A New Twist on the Academic Law Review
The academic law review is like the weather--everyone complains about it, but no one knows how to fix it. The iconoclasts over at The Green Bag have an idea, which is discussed in an enlightening article in today's Inside Higher Ed. The Green Bag, founded in 1997, seeks "to make short, topical legal writing both cool and tenure-able." Moreover, it "has spawned progeny serious (collections of 'in chamber' opinions by Supreme Court justices), lighthearted (bobblehead dolls and trading cards ... ), and controversial (its own law school rankings)." Its latest initiative is The Journal of Law, which is actually not one new journal, but three, all very different in tone and substance. The first journal is The Congressional Record, FantasyLaw Edition, student edited and meant to be a diversion. It lets readers create a team from members of Congress and then follow their activities, legislative and otherwise. The second journal is Law & Commentary which takes a new approach to peer review. It publishes articles that are unlikely to get placed in a high-profile journal but are worthy of such a placement; the journal also solicits commentary on the article from well-known senior scholars which it also publishes. To quote Professor Ross E. Davies of George Mason Law School, a founder of The Green Bag and editor of The Journal of Law:
There are two interrelated concerns motivating this version of peer review. First, there is the difficulty junior scholars – and also senior scholars working in areas outside their established specialties – sometimes have placing first-class articles in appropriate journals and generally drawing attention to their best work. Second, there is the difficulty consumers of legal scholarship can have identifying which articles – out of the many thousands published every year in the many hundreds of law reviews – most merit their attention. Articles placed in a few leading law journals (the flagship law reviews at prominent law schools and premier faculty-edited journals) will enjoy wide notice. But there are not many slots in those journals, and few of those few go to the work of relatively junior or unknown scholars.

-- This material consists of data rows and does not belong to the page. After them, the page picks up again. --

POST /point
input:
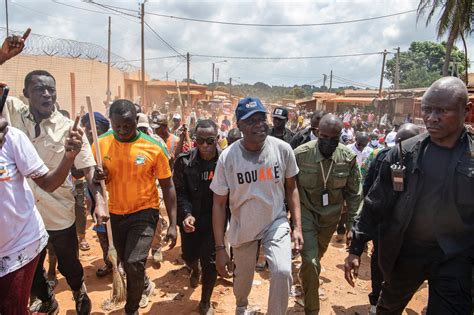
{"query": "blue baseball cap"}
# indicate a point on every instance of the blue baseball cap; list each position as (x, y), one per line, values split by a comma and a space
(249, 106)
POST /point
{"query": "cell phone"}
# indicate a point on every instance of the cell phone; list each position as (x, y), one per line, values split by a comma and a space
(76, 122)
(6, 89)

The third journal is also an interesting twist on the typical subjects of academic legal scholarship. Pub. L. Misc. will present documents that are not produced by the courts but that do have implications for policy. According to the introduction, Pub. L. Misc. will publish selected "significant constitutional documents generated by the Article I and II branches of our government," both federal and state.
Print editions of the three journals will be sent to selected institutions (those that subscribe to The Green Bag?) as a gift, but will also be available online. It will be interesting to follow the progress of these three new journals and see if they find a niche.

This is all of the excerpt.